Thursday, 17 July 2014
The Chance of a Lifetime
By Clifford Rothband
Take a deep breath and put a smile on your face, let's make today a great day. I read that somewhere.
It was the summer Olympics of 1984. My wife and daughter [age 12] wanted so bad to see the panda's in Los Angeles Zoo.
I was between jobs and we scrimped and saved and booked a flight for the three of us, reserved a car, had lodging set up. If we had any extra money we would buy a Lucky Gold Panda coin.
Our flight took off from Ft. Lauderdale on time, we got to LA around midnight. We got our luggage and went to the car rental company. "Sorry but we have no more cars available.”
What! We went to all the counters and finally got a company that rented us a two-door, dark grey Oldsmobile. That color upset my daughter but it was brand new a car.
Now we ride to our hotel.
"Sorry but no rooms available until the next afternoon.” What! We ask about the pandas at the zoo and the clerk says that she thinks that they are in San Diego, not Los Angeles, so I figure our clocks are off so we set out on the Freeway south.
Almost there and a billboard reads Pandas at the Los Angeles Zoo." What! So we start back and I am too tired to drive anymore so we stop on Muscle Beach figuring we can get some sleep.
My daughter says, "How cool.” Until a glass bottle shatters the windshield and wakes us up. So off we start again.
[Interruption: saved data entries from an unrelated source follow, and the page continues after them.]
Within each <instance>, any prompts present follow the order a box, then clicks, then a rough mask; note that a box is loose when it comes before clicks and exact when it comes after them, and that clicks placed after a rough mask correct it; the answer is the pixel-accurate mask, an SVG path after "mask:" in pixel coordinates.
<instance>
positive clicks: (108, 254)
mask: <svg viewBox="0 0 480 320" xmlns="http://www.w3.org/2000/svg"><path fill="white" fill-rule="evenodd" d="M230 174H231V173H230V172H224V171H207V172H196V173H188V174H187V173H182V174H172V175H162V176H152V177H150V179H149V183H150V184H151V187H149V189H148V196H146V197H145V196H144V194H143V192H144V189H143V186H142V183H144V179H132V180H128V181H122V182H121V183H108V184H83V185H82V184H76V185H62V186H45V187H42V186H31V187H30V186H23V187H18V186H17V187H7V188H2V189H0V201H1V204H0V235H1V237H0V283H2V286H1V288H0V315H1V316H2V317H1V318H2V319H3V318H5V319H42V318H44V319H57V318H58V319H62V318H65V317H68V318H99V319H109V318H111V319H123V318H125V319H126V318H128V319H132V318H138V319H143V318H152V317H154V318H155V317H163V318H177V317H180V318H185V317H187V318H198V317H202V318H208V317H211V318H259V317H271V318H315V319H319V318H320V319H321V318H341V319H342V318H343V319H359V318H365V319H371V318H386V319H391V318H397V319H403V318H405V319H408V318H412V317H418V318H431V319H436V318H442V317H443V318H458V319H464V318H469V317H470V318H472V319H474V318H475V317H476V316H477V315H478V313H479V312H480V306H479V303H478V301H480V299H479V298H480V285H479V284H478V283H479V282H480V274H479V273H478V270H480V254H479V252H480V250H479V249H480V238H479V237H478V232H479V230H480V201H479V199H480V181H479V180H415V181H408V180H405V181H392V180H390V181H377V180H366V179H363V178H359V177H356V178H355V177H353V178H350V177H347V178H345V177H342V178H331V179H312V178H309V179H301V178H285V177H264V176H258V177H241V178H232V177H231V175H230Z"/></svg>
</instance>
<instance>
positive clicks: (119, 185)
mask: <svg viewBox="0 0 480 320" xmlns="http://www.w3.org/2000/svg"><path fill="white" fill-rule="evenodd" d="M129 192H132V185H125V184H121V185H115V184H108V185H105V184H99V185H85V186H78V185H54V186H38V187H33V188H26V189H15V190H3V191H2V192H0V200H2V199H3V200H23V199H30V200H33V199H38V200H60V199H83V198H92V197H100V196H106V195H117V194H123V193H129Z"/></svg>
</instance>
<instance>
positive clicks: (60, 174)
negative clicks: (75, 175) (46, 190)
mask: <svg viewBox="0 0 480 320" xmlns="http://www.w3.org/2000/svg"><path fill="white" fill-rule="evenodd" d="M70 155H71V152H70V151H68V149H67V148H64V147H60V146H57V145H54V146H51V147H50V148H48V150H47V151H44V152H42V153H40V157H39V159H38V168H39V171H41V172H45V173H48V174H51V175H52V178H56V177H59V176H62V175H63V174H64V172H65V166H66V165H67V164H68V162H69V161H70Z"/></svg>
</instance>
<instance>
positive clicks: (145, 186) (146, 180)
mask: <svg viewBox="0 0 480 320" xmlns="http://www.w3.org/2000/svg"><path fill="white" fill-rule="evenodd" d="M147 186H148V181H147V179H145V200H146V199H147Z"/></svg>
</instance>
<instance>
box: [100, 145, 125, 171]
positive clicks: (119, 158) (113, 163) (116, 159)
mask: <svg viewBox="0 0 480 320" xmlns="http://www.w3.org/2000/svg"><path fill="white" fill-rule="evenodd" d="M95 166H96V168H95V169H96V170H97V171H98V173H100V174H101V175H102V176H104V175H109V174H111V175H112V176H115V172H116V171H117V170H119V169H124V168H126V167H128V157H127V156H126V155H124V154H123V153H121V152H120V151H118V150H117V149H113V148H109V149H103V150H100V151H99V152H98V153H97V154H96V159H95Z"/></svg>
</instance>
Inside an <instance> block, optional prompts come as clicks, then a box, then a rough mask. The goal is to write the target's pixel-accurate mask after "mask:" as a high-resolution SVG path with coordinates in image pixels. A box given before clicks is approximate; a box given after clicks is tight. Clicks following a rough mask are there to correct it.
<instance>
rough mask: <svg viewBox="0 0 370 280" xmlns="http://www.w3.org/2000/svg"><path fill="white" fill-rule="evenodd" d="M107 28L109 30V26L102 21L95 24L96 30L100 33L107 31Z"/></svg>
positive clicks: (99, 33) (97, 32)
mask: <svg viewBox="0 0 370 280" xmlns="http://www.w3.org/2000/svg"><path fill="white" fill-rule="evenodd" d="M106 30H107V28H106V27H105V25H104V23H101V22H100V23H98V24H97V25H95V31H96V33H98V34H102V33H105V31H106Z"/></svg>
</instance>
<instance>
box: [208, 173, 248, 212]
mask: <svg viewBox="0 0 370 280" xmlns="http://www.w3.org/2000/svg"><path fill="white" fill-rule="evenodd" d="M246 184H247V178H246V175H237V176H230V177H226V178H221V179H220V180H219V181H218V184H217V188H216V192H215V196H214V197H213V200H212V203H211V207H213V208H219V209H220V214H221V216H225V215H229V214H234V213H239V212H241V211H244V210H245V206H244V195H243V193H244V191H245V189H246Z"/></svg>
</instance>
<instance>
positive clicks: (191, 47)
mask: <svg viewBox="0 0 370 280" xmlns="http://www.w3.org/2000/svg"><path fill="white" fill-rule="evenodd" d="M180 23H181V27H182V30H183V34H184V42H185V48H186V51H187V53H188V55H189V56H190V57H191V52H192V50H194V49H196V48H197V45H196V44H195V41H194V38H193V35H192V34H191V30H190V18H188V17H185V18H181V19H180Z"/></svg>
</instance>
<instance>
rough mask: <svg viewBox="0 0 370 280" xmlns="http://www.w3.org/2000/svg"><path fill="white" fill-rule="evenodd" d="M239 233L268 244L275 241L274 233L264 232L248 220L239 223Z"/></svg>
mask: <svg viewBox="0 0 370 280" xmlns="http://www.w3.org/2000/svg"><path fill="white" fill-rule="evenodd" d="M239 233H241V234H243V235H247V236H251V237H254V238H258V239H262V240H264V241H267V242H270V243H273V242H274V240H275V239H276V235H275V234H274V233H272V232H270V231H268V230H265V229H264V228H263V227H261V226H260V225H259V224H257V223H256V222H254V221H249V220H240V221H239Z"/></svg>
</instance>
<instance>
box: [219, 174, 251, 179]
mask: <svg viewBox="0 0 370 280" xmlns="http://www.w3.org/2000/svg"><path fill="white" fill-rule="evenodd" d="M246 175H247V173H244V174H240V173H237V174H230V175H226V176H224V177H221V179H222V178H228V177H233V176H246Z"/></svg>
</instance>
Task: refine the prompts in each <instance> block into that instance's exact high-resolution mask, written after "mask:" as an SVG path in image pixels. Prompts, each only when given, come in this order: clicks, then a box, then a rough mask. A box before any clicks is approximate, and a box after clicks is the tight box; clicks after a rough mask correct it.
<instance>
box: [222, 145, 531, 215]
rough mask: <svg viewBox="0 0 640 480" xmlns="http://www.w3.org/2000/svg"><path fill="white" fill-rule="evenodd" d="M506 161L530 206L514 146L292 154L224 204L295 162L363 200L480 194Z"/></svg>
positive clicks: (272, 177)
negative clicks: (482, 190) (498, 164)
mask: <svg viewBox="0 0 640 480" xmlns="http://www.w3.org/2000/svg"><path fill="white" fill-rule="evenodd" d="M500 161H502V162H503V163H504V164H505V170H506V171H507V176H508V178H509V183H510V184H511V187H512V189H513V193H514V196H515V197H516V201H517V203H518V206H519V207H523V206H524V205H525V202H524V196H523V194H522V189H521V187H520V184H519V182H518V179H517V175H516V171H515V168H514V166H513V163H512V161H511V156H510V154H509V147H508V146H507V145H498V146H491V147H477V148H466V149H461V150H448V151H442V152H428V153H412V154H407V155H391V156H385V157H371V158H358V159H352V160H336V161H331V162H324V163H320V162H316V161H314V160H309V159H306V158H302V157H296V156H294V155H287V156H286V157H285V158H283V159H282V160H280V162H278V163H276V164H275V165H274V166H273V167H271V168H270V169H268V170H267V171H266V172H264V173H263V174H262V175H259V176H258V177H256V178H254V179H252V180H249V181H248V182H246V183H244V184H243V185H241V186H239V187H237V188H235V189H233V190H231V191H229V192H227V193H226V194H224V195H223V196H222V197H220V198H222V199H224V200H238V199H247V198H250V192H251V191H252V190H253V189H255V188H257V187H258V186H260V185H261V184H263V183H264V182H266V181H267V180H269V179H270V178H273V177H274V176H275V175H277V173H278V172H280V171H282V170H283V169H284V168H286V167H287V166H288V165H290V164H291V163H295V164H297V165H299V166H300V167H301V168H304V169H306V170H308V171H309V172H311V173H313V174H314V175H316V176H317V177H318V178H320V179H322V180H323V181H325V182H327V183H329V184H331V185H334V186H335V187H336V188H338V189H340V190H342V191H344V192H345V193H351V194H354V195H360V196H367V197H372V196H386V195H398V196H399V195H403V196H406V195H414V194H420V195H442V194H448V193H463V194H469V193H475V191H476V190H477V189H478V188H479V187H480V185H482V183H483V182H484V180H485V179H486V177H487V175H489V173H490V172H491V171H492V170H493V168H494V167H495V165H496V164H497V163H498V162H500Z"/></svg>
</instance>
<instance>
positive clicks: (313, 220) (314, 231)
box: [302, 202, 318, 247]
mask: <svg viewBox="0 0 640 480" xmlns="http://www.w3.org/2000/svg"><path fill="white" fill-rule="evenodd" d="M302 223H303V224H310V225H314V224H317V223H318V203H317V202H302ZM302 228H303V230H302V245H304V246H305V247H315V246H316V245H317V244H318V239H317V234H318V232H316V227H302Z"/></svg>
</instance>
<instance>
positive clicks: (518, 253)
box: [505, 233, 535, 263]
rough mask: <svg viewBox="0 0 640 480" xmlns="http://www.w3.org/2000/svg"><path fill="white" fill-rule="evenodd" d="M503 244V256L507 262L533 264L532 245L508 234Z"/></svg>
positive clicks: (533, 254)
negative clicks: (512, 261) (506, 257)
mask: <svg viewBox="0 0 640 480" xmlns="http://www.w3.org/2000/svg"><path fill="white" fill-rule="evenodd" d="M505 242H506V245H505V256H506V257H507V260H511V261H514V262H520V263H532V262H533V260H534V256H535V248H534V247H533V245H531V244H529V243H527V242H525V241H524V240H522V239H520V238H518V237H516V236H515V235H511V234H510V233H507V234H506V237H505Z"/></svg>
The wife sees a bright, florescent-lit motel off the freeway and we pull in. I ask for a room for three, the clerk answers, "All rooms one bed. How many hours you want.” What! So I say until the morning.
Now, as we walk to the room, this monster soldier comes up. "Hey Mon, you got two ladies, you want to share?" What!
I hustle my two girls to the room under my arms, We plop down and are asleep in minutes. Around 9AM, there are six eyes looking at a mirrored ceilingL chains, a swing and straps are hanging. What is this a sex motel? It was a good thing that I didn't put the TV on.
My daughter said, "How Cool,” my wife told me to never tell a soul. It was better than any movie dilemma or TV situation ever since we have been laughing at it since.
But I never told anyone until now.
So now it is about 9AM, we grab a Mickey D breakfast to eat in the car, off to the zoo. No, a sign reads the zoo exhibit doesn't open for another two hours! WHAT!
So we squat down and this friendly zoo lady walks up to talk and so we tell our tale.
She says don't tell anyone ever, but follow her. She is in charge of the panda exhibit and they have a special group going in early. Just act like your with them, she says.
So my daughter and wife and I act like junior counselors and the two girls get to hold the pandas for pictures.
Whoever would have guessed such a bad trip would lead to a chance of a lifetime.